Ireland and China were not included in this report. Ireland has a young population despite being only about 4.8 million in size. Its birth rate remains higher than most troubled nations in the developed world, and its population has suffered financially to get its house back in order. China’s economic stimulus package is hard to measure, and is perhaps even harder to prove. Population growth has been low and most of the world still assumes that there is a one-child rule. The nation wants to develop more economic growth merely from its own internal economy, but we are not going to commit pen to paper to say exactly how much stimulus Renminbi will really be used.

Please note on the country rankings: The CIA World Factbook only counted 222 nations and territories with positive birth rates, while it tallied up 231 nations and territories for total population growth.

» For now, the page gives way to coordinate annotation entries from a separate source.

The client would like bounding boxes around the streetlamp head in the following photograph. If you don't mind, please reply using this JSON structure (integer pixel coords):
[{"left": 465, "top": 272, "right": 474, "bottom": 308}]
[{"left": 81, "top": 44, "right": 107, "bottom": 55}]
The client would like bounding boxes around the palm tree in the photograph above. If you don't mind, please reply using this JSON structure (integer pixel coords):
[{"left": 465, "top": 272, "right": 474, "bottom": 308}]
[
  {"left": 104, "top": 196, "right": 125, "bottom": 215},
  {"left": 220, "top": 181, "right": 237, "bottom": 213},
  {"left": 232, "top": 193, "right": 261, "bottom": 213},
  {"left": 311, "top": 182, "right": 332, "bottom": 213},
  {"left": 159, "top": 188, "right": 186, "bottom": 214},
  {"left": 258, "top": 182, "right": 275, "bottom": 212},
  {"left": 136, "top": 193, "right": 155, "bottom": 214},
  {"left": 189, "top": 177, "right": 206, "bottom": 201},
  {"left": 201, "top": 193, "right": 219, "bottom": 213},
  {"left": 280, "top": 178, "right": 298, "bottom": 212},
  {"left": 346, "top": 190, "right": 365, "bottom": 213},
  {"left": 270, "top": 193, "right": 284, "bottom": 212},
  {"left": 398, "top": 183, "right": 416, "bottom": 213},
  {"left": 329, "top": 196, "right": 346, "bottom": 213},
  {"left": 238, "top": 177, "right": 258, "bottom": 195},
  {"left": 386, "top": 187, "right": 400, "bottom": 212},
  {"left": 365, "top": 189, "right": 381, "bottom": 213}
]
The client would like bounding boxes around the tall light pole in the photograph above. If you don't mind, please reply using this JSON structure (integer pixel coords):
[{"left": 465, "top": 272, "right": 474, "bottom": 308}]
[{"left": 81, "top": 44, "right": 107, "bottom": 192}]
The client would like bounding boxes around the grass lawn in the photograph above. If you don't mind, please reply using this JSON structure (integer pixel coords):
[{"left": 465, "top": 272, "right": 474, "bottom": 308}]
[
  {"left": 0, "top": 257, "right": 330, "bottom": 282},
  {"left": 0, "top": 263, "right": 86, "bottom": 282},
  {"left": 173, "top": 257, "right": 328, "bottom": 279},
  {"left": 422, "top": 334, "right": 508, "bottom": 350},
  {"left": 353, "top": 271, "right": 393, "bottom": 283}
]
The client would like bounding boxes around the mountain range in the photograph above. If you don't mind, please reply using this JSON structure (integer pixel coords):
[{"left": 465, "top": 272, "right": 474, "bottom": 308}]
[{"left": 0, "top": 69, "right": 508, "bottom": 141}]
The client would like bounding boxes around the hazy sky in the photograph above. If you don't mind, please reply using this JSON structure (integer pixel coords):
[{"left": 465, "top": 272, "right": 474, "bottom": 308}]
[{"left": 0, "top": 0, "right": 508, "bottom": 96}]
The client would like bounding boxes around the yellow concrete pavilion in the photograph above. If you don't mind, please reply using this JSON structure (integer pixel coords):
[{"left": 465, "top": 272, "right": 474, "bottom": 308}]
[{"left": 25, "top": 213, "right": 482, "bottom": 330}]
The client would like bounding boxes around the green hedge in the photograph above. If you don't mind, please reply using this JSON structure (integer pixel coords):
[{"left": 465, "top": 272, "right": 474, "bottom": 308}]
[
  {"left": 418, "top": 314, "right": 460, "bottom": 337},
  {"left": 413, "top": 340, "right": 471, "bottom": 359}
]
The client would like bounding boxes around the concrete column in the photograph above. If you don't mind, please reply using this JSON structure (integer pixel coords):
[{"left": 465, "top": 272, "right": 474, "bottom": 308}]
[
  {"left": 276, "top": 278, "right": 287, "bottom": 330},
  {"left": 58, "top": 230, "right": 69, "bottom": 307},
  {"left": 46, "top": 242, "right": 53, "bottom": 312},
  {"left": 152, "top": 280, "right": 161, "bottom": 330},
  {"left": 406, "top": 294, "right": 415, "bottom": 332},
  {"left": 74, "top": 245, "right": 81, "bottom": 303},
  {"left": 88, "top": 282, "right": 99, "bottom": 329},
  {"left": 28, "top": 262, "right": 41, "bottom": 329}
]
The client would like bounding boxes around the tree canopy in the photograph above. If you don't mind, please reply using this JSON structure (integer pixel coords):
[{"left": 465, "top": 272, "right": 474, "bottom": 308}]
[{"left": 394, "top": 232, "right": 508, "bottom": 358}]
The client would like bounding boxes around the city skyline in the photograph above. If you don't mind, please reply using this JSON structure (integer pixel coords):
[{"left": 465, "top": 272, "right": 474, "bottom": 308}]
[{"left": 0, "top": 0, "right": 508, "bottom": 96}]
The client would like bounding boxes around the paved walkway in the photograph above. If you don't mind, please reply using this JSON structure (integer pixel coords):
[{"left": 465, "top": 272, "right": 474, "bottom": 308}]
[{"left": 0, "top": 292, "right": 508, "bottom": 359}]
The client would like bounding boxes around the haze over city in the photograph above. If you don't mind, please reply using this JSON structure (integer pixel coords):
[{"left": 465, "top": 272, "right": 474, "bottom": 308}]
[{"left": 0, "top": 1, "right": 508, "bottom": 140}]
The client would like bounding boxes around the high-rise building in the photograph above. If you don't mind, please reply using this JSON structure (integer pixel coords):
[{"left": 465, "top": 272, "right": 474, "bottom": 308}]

It also used a smaller group of 153 nations on debt-to-GDP because some nations do not have much public debt.

Total fertility rates are based on 2010 OECD data. Most data show only slightly higher fertility rates from 2010 versus 2000, but these are generally lower than 1980 and certainly than in 1970. We chose to use 1970 and 1980 because of the expansion of global credit along with higher growth rates back then. OECD total fertility rates come from the 2013 Factbook but uses 2010 data. The data from the OECD Factbook 2013 refers to total fertility rates and is the total number of children born to women within the ages of 15 to 49.